An example would be a model that says A+B+C leads to Y and also A+D+F leads to Y and also notA +M+N leads to Y

Here there are three configurations involving different combinations of seven conditions (present or absent), each of which can lead to Y. This feature is called equifinality.

Another feature of these models is that they can be asymmetrical. The cause of Y may not simply be the absence of the conditions above. It may be some other combination altogether. Example. I may be motivated to go to a conference, but the reason I don’t go to a conference may not be lack of motivation, but another pressing engagement

Associated with this approach are the distinctions made between sufficient and necessary conditions

  • A condition may be sufficient and necessary
  • A condition may be sufficient but not necessary
  • A condition may be necessary but not sufficient
  • A condition may unnecessary and insufficient, but still important. It may be a necessary but insufficient part of a combination of conditions which is sufficient but not necessary (INUS).

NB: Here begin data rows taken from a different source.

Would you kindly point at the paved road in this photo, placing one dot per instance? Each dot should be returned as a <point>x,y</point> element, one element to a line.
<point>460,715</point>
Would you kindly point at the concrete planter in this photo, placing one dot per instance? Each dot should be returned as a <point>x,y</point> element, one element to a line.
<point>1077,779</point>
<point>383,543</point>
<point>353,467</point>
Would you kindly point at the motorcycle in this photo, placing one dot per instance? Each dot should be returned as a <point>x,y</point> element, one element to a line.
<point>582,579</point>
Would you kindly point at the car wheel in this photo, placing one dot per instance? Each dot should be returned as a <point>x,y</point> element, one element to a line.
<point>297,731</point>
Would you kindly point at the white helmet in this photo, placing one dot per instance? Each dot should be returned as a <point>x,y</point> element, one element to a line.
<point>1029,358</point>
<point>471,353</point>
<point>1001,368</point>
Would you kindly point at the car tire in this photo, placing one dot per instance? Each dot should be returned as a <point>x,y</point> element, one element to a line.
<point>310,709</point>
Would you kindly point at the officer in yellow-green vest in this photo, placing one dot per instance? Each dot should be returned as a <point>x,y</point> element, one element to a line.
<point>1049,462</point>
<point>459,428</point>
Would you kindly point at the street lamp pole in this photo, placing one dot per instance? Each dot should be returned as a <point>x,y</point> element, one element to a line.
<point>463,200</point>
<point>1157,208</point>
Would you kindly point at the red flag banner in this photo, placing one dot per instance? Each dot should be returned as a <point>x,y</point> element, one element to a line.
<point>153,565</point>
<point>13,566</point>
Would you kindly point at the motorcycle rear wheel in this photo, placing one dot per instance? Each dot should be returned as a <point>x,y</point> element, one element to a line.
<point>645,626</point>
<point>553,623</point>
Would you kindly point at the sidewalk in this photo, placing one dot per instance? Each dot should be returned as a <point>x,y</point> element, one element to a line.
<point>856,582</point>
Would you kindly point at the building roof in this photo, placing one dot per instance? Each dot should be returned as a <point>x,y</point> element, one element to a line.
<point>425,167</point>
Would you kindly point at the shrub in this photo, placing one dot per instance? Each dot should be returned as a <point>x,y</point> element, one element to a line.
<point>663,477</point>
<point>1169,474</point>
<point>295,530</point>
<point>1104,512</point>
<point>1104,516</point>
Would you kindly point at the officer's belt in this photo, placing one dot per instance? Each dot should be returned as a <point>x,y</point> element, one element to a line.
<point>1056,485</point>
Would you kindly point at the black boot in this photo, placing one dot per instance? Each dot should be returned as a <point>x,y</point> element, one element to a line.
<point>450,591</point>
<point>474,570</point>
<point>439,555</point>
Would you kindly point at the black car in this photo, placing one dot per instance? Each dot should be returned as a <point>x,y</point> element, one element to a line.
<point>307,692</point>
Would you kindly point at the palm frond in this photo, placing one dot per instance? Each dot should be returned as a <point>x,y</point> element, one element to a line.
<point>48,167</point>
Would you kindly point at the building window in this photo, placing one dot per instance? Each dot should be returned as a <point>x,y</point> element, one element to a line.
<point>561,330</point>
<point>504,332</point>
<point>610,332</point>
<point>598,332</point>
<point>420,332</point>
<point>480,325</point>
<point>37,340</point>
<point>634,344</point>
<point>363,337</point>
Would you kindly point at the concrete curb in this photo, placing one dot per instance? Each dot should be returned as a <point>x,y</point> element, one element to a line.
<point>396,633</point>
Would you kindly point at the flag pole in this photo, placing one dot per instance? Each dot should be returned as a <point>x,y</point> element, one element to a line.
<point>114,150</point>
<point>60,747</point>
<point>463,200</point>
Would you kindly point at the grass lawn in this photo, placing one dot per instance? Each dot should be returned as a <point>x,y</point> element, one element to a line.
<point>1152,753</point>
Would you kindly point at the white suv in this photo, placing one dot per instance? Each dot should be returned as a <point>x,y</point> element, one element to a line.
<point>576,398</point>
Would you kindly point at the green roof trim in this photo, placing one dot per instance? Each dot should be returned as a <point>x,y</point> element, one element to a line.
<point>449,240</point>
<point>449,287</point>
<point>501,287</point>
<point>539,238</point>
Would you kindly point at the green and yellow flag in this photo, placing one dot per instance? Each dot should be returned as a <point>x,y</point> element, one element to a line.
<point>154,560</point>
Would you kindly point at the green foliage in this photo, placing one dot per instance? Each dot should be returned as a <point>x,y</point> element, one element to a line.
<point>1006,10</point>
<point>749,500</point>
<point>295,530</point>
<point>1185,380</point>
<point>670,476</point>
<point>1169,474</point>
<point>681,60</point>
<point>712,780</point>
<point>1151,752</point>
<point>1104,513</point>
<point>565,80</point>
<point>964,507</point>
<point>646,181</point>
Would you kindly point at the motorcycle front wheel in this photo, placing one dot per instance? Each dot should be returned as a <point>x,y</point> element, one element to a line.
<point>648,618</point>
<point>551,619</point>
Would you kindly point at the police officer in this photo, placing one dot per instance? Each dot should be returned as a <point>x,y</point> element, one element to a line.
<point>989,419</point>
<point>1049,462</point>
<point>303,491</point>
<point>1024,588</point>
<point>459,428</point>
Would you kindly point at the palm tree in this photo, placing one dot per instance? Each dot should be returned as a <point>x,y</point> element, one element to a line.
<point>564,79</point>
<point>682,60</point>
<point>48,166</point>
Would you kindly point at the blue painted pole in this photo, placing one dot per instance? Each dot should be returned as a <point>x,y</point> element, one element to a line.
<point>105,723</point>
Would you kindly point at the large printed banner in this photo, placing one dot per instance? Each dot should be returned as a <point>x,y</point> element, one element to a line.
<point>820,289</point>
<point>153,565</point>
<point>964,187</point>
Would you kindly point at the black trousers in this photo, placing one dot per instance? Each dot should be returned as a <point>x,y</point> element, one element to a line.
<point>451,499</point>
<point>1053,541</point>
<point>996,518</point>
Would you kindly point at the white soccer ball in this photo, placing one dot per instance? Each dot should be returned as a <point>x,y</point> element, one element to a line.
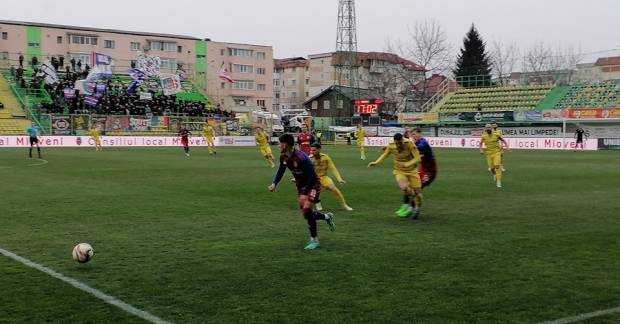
<point>83,252</point>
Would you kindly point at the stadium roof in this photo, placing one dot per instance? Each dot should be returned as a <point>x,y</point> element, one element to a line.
<point>101,30</point>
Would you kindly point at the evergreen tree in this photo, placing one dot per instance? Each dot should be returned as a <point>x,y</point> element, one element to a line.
<point>473,61</point>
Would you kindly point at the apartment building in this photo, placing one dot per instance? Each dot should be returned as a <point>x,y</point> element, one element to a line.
<point>291,79</point>
<point>30,39</point>
<point>250,66</point>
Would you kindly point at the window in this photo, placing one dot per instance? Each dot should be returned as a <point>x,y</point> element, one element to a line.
<point>169,64</point>
<point>240,68</point>
<point>243,85</point>
<point>84,40</point>
<point>240,52</point>
<point>163,46</point>
<point>85,58</point>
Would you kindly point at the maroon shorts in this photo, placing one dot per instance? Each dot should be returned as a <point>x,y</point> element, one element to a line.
<point>313,193</point>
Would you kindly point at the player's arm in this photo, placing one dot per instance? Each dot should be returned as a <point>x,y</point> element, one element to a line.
<point>417,158</point>
<point>278,177</point>
<point>334,170</point>
<point>505,143</point>
<point>382,158</point>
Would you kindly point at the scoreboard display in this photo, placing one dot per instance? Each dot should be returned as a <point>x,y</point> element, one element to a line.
<point>368,106</point>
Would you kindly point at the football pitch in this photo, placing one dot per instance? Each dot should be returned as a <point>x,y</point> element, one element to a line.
<point>202,240</point>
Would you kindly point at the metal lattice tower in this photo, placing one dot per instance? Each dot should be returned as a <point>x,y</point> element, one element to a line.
<point>345,57</point>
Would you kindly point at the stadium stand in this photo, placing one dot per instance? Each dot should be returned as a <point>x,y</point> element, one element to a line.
<point>494,98</point>
<point>599,95</point>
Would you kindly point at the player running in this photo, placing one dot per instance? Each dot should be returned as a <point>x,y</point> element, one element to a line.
<point>428,165</point>
<point>184,134</point>
<point>209,134</point>
<point>499,132</point>
<point>493,152</point>
<point>406,162</point>
<point>95,134</point>
<point>305,140</point>
<point>360,134</point>
<point>308,186</point>
<point>322,164</point>
<point>33,132</point>
<point>262,139</point>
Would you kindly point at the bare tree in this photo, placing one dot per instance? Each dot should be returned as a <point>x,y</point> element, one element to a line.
<point>504,59</point>
<point>427,46</point>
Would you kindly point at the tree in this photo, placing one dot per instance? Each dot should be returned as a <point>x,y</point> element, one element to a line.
<point>504,58</point>
<point>427,45</point>
<point>473,61</point>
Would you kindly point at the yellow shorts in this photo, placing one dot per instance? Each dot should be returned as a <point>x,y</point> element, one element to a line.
<point>494,159</point>
<point>412,177</point>
<point>265,150</point>
<point>327,182</point>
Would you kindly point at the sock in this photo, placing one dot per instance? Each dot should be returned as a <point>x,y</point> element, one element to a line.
<point>417,201</point>
<point>339,196</point>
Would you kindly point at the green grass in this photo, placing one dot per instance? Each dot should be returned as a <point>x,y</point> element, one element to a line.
<point>202,240</point>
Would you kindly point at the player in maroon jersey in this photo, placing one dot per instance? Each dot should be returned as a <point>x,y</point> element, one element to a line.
<point>184,134</point>
<point>305,141</point>
<point>308,186</point>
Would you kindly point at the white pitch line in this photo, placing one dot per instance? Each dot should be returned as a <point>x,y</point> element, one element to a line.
<point>105,297</point>
<point>36,164</point>
<point>583,317</point>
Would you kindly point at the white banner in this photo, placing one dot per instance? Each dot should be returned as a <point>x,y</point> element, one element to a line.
<point>538,143</point>
<point>124,141</point>
<point>520,132</point>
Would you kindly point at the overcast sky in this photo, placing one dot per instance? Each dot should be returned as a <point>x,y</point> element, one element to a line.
<point>299,28</point>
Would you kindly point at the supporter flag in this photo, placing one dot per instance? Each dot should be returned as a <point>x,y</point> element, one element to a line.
<point>223,74</point>
<point>50,73</point>
<point>171,84</point>
<point>91,101</point>
<point>69,93</point>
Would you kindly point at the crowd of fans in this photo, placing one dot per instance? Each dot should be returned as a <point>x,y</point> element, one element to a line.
<point>115,100</point>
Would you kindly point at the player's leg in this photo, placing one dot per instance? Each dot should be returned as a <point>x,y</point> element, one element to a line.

How we can develop predictive models

There are quite a few alternative ways of developing good predictive models, given the availability of a data set with N different attributes and an outcome of interest that needs to be predicted. Here the ones that I am aware of, and have explored:

  1. Manual hypothesis-led searches
  2. Algorithm-based searches, including
    1.  Exhaustive searches of all possible combinations of attributes
    2. Decision Tree algorithms (there are more than one)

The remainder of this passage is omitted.